Background: TAFRO syndrome (Thrombocytopenia, Anasarca/serositis, Fever, Renal impairment, Organomegaly) is a rare systemic disorder and distinct subtype of idiopathic multicentric Castleman disease (iMCD), first described by Japanese researchers in 2010. Since then, most published data and clinical experience have originated from Japan. The disease is marked by clinical heterogeneity and extremely poor early prognosis. Early diagnosis remains challenging and is often delayed or missed, especially in rapidly progressing cases. Moreover, no standardized treatment regimen has been established to date, and conventional iMCD protocols yield complete response (CR) rates of only 40–50%. As a result, early mortality remains high. Therefore, establishing reliable early warning strategies and developing standardized first-line treatment protocols are critical to improving patient outcomes in TAFRO syndrome.

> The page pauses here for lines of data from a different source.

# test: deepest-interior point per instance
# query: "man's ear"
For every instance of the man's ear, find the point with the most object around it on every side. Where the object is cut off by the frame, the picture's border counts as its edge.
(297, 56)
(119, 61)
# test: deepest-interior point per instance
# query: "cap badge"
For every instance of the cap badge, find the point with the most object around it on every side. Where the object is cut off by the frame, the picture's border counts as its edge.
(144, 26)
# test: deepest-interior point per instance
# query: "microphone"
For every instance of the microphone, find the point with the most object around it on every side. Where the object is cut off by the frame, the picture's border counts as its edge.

Methods: We retrospectively reviewed clinical, pathological, therapeutic, and survival data of 16 TAFRO patients diagnosed and treated at Shenzhen People's Hospital (January 2014 to December 2024), aiming to optimize diagnostic and management strategies.

Results: The median age was 37.5 years (range 18–80; F:M=10:6). All patients presented with fever, thrombocytopenia, and polyserositis-related symptoms. Initial consultations included pulmonology (6/16), hematology (5/16), infectious diseases (2/16), and other specialties (3/16). ECOG scores ≥2 were observed in all cases, with 10/16 scoring ≥3; ICU admission occurred in 10/16. All patients exhibited the diagnostic “TAF” triad: thrombocytopenia (median platelet 11×10⁹/L), serositis (16/16 pleural effusion, 14/16 polyserositis), and fever (median CRP 144.6 mg/L). Subcutaneous edema was present in 7/16 cases. All patients underwent peripheral blood cytomorphological examination, consistently demonstrating leukocytosis with neutrophil hypo-segmentation, toxic granulation, abnormal erythrocytes (hypochromic, fragmented, teardrop-shaped), and thrombocytopenia accompanied by giant platelets. Diagnosis was definitive during initial hospitalization in only 2/16; retrospective confirmation of diagnosis occurred in 14/16. Among 9 patients with lymphadenopathy, biopsy-confirmed iMCD was achieved in 6/9 cases, with a median diagnostic time of 18.5 days after hospital admission. Bone marrow aspirates were performed in 15 patients, all demonstrating distinctive megakaryocyte atypia: ET-like “staghorn” morphology (4/15), PMF-like “cloud-/balloon-shaped” morphology with abnormal nuclear-cytoplasmic ratios, hyper-condensed chromatin, and hyperchromasia (3/15), or mixed ET/PMF morphology (8/15). Bone marrow evaluation thus achieved 100% diagnostic sensitivity (15/15), significantly reducing diagnostic time compared to lymph node biopsy (median 7 vs. 18.5 days, p<0.001). Eight patients received only supportive therapy and all experienced rapid mortality, primarily due to multi-organ failure (5 cases) or sepsis (3 cases). Among patients receiving active treatment, glucocorticoid treatment alone and CTD (combined cyclophosphamide, thalidomide, and dexamethasone) regimen were almost universally unsuccessful. In contrast, IL-6 inhibitor-based therapies (tocilizumab or siltuximab combined with CTD ± rituximab) achieved a CR rate of 100% (4/4), with sustained remission maintained through subsequent maintenance therapy with IL-6 inhibitors or thalidomide. Non-recipients of IL-6-targeted therapy had a 91.7% mortality rate (11/12). Factors correlating with poor prognosis included advanced age, severe renal impairment, and markedly elevated D-dimer levels.

Conclusion: Based on our 10-year single-center experience, we emphasize two critical recommendations. First, combining the classical “TAF” triad with specific morphological abnormalities observed in bone marrow megakaryocytes and peripheral blood cytomorphology constitutes an effective early diagnostic tool for TAFRO syndrome. Second, we strongly advocate for an IL-6 inhibitor-containing R-CTD regimen as the standard first-line therapy due to its substantial impact on improving patient outcomes. Nonetheless, further validation through broader clinical practice and prospective studies is necessary to confirm and refine these strategies.